Actu : Décès de l’imam Abdallâh Bankita

Partagée très tôt sur les réseaux sociaux, la triste nouvelle a rapidement été confirmée par la famille de l’imam Abdallâh Bankita, qui a annoncé son décès, survenu cette nuit « des suites d’une courte maladie ».

Au sein de la communauté musulmane congolaise, l’imam Abdallâh Bankita est reconnu comme l’un des précurseurs d’une nouvelle forme de prédication islamique utilisant la science des religions comparées. Co-fondateur du groupe de prédication « Al-Badrou » en compagnie du Docteur AbdulMadjid Kasogbia, l’imam a dédié sa vie à l’apprentissage et à la propagation du message de l’islam sur toute l’étendue de la République démocratique du Congo. Originaire du Kongo-Central, il fut notamment l’un des premiers imams à engager le dialogue avec les communautés kimbanguistes locales ainsi que les adeptes des religions traditionnelles.

Extrait du témoignage de l’imam Abdallâh Bankita recueilli dans « Allâh, la Patrie, les Ancêtres » (2017, Dunia Kongo Media)

« Ce groupe a été créé dans le but de faire comprendre l’islam aux gens. Il n’y avait que quatre personnes au démarrage de ce groupe. C’était à l’initiative du docteur AbdulMadjid Kasogbia, car avant cela, nous évoluions dans le groupe Ad-Da’wa. Il a constaté que dans ce groupe, nous prêchions l’islam, mais qu’il fallait que nous fassions en sorte de faire comprendre aux gens des autres confessions le message de l’islam. C’est vrai qu’il y avait un certain nombre de questions posées et il a voulu former un groupe spécial pour affronter les chrétiens et répondre à toutes ces questions que les gens se posaient sur l’islam. C’est comme cela que nous avons quitté le groupe Ad-Da’wa, puis AbdulMadjid a cherché un nom à notre nouveau groupe de prédication. On s’est dit, pourquoi pas l’appeler « groupe islamique Al-Bayâne », ou alors « groupe islamique Al-Badrou » ? Al-Badrou c’est la pleine lune ! Quand la pleine lune arrive, les ténèbres disparaissent ! Nous avons donc validé cette proposition d’AbdulMadjid.

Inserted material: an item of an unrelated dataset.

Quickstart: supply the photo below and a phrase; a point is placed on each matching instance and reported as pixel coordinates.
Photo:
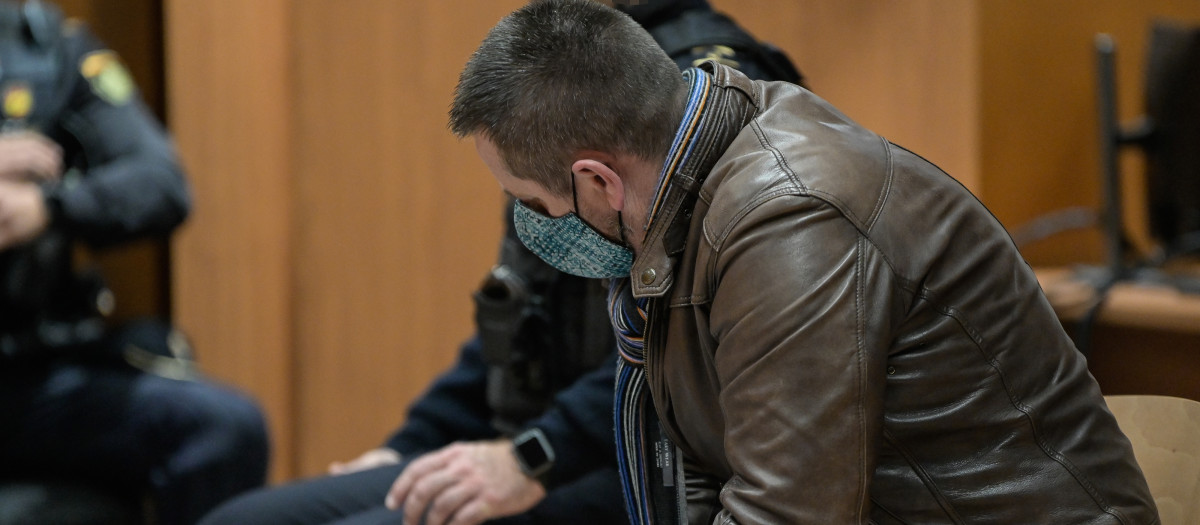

Au départ, nous étions donc quatre. Il y avait AbdulMadjid Kasogbia, moi, il y avait aussi Hussein Baruani Faray et Idi Ibrahim, qui s’occupait de la logistique. C’est lui qui avait le matériel de sonorisation qui nous permettait de tenir nos campagnes. À partir de là, nous avons organisé plusieurs campagnes populaires dans pratiquement toutes les communes de Kinshasa. Nous avons aussi animé des conférences-débats dans les universités et instituts supérieurs. Nous avons été à l’UNIKIN, à l’IEC, à l’ISTA. Nous avons ensuite été rejoints par d’autres prédicateurs. Shaykh Khalfân Mulunga, Shaykh Ayoub Djuma, puis Farhat Kahenga, qui venait de Goma. Du groupe Ad-Da’wa, nous avons récupéré Aboubakar Ngweja Salif et nous avons recruté Yassin Abdallâh, qui venait du Maniema. Ce groupe Al-Badrou a vraiment fait un tabac à Kinshasa à ses débuts ! »

Sa participation, entre les années 1999 et 2000, à l’émission « Kratos » sur la chaîne Télé-Congo, où il débattra aux côtés d’AbdulMadjid Kasogbia face à des pasteurs du Congo-Brazzaville, apportera une notoriété internationale au groupe de prédication « Al-Badrou » dont les deux hommes seront pendant longtemps les figures de proue. Formateur d’une nouvelle génération de prédicateurs, l’imam Abdallâh Bankita s’était récemment illustré par son engagement pour la réforme de la Communauté islamique en RDCongo (COMICO) aux côtés du mufti Zahidi Ngongo et de l’imam Yussuf Djibondo.

Nous demandons à Allâh de l’accueillir en Sa miséricorde, parmi les pieux, les véridiques et les sincères.